Anna Sabatini nell’occupazione di via del Caravaggio (agosto 2019), foto di Costanza Fraia

OLTRE LE QUESTIONI relative alla prevenzione del contagio, ci sono gravi problematiche economiche che iniziano a fare capolino. Chi per avere una casa è stato costretto a occupare vive condizioni di forte precarietà già normalmente. Con l’emergenza le cose stanno peggiorando in fretta. «Sto tornando a casa, oggi ho lavorato – racconta Madalina Gavrilescu, sul bus diretto a via di Casal Boccone – Sono impiegata in una ditta di pulizie. Ho un contratto part-time e mi pagano a ore. Da una settimana ormai lavoro a chiamata.
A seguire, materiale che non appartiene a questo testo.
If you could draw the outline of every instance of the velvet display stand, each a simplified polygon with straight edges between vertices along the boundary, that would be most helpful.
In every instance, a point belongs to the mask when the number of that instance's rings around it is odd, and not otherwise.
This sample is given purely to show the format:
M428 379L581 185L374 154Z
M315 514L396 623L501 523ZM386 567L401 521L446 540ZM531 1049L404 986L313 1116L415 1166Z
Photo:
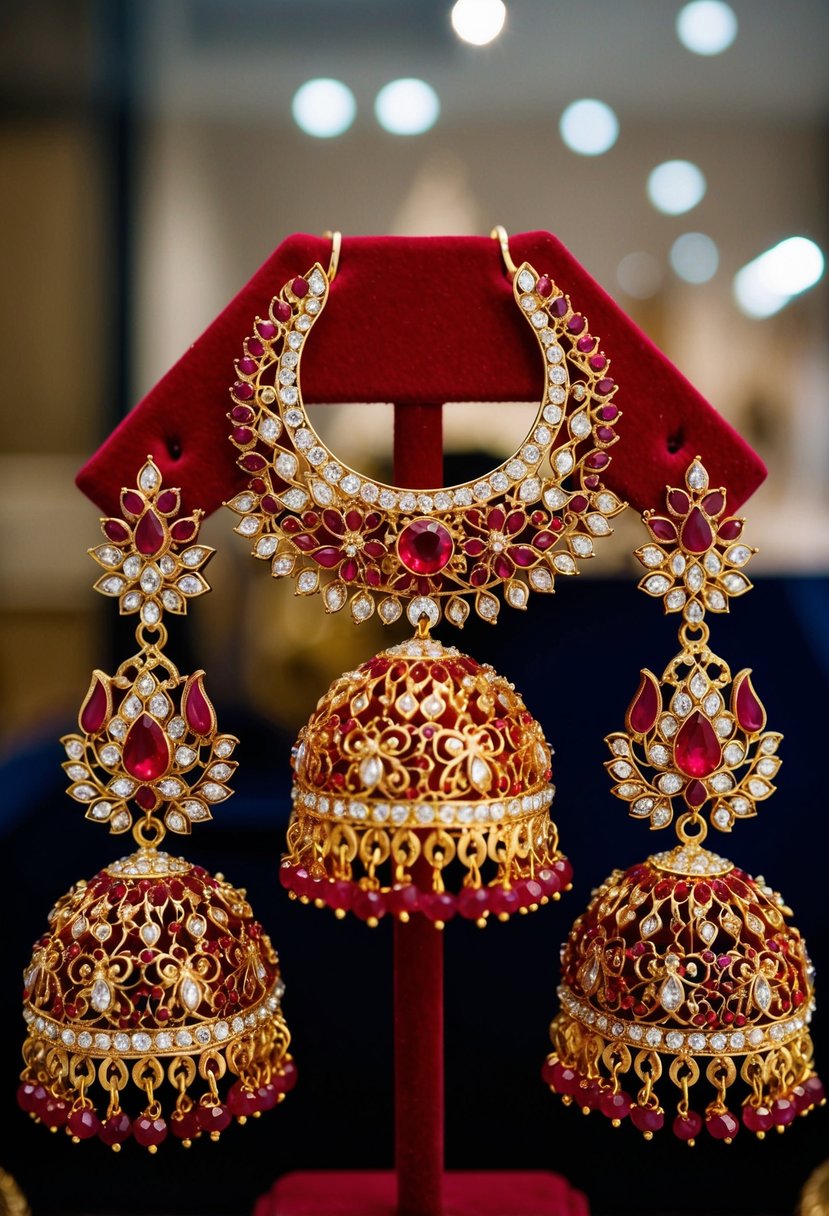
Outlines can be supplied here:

Dalla prossima consegneremo gli ultimi locali puliti, ma ormai chiusi. Dopo rimarrò senza stipendio». Nella sua occupazione, periferia nord-est della capitale, vivono 140 famiglie.

«SIAMO FORTUNATI perché non dobbiamo pagare l’affitto, altrimenti non so cosa sarebbe accaduto – continua Gavrilescu – Qui le persone non hanno risparmi da parte. Sono precarie, lavorano saltuariamente come badanti, con le bancarelle o nella ristorazione. Molte sono impiegate in nero e rischiano di essere escluse dalle misure economiche varate dal governo».

CIÒ CHE POTREBBE ACCADERE tra le persone che vivono nelle occupazioni abitative è solo il riflesso estremo di una condizione molto più diffusa nel Paese. Se l’isolamento continuasse anche oltre il 3 aprile, le possibilità di sopravvivenza di un’ampia fetta della popolazione sarebbero seriamente compromesse. Per tutelare tutti servono misure economiche veramente universalistiche. Finora, solo la proposta del «reddito di quarantena» sembra in grado di affrontare il problema in questi termini.